Nissan's earnings risks stem from both deteriorating company fundamentals and a tough industry environment. CFRA has adjusted its financial forecasts for the automaker, now expecting a loss per share of JPY104 for FY25, a significant downturn from the previously estimated earnings per share (EPS) of JPY120. The firm also revised its FY26 EPS estimate downward to JPY86 from JPY166.
The downgrade follows Nissan's reported earnings for the first half of FY25, which revealed an EPS of JPY10 compared to JPY152 in the same period the previous year. This result fell short of CFRA's expectations, largely due to increased marketing expenses. Revenue also saw a decline, dropping by 1% to JPY6 trillion, attributed to weaker unit sales volume.
Ho expressed concern over Nissan's full-year unit sales, which are expected to remain flat.

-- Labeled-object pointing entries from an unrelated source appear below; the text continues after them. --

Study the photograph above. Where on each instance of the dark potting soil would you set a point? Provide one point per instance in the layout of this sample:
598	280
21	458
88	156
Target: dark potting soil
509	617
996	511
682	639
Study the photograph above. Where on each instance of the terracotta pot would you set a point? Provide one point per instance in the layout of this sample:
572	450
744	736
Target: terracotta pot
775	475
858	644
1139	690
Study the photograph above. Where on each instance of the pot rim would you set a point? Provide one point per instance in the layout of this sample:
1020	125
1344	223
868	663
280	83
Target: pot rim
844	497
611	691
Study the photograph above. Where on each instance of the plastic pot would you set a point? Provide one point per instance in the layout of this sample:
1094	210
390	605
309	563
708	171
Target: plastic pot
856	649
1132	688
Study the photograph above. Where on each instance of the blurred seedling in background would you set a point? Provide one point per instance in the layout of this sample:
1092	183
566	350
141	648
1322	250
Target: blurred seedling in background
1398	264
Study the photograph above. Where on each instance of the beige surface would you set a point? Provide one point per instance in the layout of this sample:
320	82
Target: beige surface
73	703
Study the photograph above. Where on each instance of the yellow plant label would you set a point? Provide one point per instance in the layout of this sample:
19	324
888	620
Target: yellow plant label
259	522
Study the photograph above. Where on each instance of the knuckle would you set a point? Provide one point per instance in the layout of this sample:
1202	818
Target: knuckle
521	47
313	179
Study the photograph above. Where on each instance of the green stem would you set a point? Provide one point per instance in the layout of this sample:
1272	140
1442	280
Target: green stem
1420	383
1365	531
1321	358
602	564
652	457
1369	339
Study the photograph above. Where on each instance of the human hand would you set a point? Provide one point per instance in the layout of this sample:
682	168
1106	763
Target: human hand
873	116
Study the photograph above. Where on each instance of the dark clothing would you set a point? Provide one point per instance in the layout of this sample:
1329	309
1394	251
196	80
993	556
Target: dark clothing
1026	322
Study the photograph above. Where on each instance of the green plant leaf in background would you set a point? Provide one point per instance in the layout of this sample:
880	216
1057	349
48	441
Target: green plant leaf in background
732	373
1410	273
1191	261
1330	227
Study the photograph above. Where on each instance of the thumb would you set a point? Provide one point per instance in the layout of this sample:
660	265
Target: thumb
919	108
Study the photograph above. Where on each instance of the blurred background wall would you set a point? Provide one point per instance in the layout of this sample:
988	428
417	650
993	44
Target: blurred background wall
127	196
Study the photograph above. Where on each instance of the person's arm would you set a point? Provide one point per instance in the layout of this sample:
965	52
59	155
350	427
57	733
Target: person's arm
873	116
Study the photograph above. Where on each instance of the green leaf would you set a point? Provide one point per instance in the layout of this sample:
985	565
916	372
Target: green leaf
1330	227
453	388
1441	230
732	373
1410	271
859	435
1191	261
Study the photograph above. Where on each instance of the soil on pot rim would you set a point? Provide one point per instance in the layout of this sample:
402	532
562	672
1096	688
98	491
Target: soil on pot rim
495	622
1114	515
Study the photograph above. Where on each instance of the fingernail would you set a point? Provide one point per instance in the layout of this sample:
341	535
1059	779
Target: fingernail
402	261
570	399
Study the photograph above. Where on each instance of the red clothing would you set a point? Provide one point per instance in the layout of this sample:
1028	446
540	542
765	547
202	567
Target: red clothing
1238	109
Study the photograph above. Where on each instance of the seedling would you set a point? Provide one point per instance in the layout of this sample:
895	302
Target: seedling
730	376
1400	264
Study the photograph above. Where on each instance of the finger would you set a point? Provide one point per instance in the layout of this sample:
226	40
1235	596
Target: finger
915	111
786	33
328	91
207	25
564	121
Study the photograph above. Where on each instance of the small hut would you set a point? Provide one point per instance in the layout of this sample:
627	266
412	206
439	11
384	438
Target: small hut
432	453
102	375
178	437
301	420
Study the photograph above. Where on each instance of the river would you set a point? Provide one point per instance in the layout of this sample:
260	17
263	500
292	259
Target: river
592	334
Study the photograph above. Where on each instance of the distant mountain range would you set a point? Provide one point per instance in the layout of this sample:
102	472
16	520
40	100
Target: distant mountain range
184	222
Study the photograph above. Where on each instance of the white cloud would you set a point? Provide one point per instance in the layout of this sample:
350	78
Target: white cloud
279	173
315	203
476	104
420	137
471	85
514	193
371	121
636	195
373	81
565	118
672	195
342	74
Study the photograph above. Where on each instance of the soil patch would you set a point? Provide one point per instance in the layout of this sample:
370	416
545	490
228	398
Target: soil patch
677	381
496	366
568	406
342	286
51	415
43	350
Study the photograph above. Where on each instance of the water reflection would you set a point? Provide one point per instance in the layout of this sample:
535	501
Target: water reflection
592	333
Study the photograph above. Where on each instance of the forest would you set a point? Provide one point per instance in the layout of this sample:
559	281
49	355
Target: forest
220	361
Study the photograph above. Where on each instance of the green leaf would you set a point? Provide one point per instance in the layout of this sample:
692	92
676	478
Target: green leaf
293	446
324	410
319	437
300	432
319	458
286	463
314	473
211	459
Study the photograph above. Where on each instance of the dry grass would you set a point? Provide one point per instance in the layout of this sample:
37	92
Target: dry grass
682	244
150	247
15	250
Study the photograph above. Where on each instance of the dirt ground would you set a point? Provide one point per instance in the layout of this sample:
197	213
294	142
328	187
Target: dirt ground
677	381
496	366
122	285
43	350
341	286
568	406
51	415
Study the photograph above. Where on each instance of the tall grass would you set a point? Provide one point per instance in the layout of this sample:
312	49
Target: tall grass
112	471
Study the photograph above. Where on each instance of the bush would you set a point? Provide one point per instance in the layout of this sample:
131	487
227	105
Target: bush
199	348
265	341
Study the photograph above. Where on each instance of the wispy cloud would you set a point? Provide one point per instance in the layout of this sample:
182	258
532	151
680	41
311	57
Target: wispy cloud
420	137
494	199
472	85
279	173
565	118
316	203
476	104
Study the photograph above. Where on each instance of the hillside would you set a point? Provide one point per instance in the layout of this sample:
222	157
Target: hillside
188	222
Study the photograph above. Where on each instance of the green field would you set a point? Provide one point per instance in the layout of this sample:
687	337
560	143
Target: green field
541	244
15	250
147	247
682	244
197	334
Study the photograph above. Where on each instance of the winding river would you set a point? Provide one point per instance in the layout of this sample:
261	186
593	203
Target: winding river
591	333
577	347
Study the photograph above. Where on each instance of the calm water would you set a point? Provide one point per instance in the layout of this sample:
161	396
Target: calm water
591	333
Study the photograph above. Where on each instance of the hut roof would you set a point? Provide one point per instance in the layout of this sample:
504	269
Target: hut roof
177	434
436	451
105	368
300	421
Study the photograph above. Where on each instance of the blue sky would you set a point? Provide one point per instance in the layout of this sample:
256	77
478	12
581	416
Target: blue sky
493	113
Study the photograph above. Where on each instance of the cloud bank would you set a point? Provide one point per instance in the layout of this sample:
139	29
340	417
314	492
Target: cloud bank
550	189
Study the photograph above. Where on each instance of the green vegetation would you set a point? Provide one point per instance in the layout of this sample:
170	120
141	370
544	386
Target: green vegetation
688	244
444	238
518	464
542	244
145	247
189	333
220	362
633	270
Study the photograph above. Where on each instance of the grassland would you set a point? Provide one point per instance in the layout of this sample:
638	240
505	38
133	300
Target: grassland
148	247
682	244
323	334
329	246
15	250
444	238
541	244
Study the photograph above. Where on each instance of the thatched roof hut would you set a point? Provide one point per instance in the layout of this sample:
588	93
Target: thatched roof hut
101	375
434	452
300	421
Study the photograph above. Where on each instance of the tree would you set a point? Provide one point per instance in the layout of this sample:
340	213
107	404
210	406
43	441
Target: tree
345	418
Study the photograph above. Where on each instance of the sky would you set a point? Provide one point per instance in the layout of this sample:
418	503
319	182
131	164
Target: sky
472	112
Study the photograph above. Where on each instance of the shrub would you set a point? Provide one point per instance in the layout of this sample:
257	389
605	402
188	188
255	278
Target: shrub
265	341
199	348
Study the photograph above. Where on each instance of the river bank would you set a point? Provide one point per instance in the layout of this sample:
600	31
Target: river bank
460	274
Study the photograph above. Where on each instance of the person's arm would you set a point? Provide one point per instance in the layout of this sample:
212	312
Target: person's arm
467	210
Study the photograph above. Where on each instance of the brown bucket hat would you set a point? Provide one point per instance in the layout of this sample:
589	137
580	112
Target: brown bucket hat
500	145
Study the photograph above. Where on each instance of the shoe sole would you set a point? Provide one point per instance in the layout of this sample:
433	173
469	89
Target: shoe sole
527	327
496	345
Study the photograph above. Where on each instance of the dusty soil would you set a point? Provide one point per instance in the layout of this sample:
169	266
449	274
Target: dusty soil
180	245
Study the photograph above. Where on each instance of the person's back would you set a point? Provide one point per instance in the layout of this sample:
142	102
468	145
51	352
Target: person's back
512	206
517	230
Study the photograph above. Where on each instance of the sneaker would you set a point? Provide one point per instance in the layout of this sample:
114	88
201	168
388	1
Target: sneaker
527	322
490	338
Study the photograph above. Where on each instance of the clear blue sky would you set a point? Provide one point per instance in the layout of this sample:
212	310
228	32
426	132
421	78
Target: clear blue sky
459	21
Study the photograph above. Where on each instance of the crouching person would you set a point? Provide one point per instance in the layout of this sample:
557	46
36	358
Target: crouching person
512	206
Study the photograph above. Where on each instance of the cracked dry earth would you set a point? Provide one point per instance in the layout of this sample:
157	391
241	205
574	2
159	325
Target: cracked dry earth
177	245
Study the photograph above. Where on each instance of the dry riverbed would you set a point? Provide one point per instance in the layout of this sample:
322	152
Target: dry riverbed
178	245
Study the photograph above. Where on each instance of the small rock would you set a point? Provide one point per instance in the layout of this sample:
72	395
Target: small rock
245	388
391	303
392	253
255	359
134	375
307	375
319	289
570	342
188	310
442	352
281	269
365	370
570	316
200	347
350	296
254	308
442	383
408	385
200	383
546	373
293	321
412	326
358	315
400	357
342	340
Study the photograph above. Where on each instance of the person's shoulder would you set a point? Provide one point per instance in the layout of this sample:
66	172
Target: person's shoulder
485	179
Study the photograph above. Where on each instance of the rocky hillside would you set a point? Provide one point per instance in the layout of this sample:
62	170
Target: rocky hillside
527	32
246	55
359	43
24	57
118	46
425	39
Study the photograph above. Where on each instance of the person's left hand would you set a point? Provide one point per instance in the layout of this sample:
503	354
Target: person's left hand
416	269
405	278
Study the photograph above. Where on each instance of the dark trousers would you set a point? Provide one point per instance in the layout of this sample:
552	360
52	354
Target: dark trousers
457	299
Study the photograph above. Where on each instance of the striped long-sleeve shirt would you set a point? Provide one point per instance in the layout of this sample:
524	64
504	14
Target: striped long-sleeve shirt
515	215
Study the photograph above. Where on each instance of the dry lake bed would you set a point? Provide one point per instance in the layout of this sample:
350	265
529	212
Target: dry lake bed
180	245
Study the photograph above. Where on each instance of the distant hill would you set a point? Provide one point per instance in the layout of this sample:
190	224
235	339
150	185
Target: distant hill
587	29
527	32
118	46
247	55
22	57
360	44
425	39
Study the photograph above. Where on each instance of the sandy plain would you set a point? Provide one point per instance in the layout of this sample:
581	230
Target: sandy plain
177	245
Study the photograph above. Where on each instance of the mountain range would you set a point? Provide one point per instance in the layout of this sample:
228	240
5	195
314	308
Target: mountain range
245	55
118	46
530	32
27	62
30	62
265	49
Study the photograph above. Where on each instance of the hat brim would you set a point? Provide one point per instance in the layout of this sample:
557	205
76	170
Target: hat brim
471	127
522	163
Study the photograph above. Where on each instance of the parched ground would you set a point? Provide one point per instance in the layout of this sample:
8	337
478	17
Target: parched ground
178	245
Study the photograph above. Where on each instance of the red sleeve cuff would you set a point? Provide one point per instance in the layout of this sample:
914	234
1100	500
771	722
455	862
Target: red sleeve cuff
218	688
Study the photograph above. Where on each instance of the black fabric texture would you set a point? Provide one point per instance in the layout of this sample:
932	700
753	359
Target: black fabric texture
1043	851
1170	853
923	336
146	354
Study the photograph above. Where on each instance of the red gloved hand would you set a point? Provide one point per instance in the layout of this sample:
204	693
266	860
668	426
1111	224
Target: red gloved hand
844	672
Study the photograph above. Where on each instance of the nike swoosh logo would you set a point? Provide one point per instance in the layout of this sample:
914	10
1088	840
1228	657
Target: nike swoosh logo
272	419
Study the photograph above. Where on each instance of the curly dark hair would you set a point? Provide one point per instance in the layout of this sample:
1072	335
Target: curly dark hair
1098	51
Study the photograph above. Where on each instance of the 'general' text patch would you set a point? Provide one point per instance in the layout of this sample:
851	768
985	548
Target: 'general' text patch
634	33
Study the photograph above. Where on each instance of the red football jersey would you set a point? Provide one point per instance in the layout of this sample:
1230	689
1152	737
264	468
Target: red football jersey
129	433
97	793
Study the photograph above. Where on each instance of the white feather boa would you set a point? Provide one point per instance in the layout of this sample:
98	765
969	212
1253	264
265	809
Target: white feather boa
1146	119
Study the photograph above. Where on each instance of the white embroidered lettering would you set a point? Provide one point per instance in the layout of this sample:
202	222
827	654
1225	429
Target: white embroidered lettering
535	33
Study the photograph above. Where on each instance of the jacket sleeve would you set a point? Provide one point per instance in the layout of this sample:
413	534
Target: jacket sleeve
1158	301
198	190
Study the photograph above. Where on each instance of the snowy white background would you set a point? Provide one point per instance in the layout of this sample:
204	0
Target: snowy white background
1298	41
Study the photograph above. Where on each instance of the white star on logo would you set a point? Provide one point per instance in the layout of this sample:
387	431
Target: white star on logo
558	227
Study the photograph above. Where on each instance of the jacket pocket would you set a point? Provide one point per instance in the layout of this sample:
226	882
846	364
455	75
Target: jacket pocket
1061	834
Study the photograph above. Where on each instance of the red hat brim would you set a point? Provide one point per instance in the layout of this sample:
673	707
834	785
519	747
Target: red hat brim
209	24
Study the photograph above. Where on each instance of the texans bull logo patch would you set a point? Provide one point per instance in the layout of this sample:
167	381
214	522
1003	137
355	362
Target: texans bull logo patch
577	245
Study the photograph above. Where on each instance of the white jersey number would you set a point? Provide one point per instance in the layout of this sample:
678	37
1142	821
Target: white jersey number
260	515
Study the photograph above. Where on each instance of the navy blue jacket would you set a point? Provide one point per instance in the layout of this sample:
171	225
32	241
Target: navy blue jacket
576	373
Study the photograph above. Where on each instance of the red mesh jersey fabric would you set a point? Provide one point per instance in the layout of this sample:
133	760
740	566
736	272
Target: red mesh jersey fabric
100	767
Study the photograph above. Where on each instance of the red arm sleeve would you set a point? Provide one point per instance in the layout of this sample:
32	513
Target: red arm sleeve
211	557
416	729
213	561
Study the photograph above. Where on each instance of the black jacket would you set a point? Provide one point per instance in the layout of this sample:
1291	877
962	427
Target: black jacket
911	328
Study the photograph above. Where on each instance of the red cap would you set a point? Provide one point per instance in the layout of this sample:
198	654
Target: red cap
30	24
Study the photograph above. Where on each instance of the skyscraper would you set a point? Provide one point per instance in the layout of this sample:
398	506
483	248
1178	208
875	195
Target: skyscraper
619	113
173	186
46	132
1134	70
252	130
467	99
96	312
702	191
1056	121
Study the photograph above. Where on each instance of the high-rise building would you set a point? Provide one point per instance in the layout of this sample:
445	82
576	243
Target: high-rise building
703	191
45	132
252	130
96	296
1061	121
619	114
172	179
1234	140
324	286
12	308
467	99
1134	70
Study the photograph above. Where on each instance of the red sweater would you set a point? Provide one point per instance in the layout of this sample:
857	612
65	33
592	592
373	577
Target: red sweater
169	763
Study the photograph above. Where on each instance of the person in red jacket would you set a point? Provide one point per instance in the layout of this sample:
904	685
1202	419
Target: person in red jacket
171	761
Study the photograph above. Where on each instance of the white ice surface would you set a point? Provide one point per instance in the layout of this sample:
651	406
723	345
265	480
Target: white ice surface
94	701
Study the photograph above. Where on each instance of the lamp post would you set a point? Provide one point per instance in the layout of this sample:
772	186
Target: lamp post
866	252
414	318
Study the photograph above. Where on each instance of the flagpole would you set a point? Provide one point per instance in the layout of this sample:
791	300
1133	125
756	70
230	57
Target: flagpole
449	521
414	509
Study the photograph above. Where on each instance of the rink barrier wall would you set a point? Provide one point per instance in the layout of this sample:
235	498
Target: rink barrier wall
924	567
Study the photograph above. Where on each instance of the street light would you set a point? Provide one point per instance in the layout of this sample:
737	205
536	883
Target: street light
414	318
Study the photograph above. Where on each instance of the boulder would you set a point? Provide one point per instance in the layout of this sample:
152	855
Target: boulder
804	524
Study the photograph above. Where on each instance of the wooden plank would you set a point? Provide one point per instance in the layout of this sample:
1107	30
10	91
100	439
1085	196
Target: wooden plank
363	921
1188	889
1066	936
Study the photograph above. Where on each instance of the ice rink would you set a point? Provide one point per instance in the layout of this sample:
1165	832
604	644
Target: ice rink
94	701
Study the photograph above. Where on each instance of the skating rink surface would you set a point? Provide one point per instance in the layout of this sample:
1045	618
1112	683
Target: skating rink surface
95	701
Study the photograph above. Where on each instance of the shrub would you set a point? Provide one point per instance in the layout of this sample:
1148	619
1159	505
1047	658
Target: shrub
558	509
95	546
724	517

The analyst pointed to Nissan's outdated model designs and stagnant technological development as factors likely to result in a smaller market share in FY25. The competitive landscape is also expected to intensify, with heavy discounting trends and rising research and development costs as a percentage of revenue adding to the pressure.
The strategic move of merging with Honda (NYSE:HMC) was characterized by Ho as a "desperate measure" with limited material benefits, further justifying the downgrade to a Sell opinion. CFRA's stance indicates skepticism about the merger's potential to substantially improve Nissan's competitive position or financial outlook.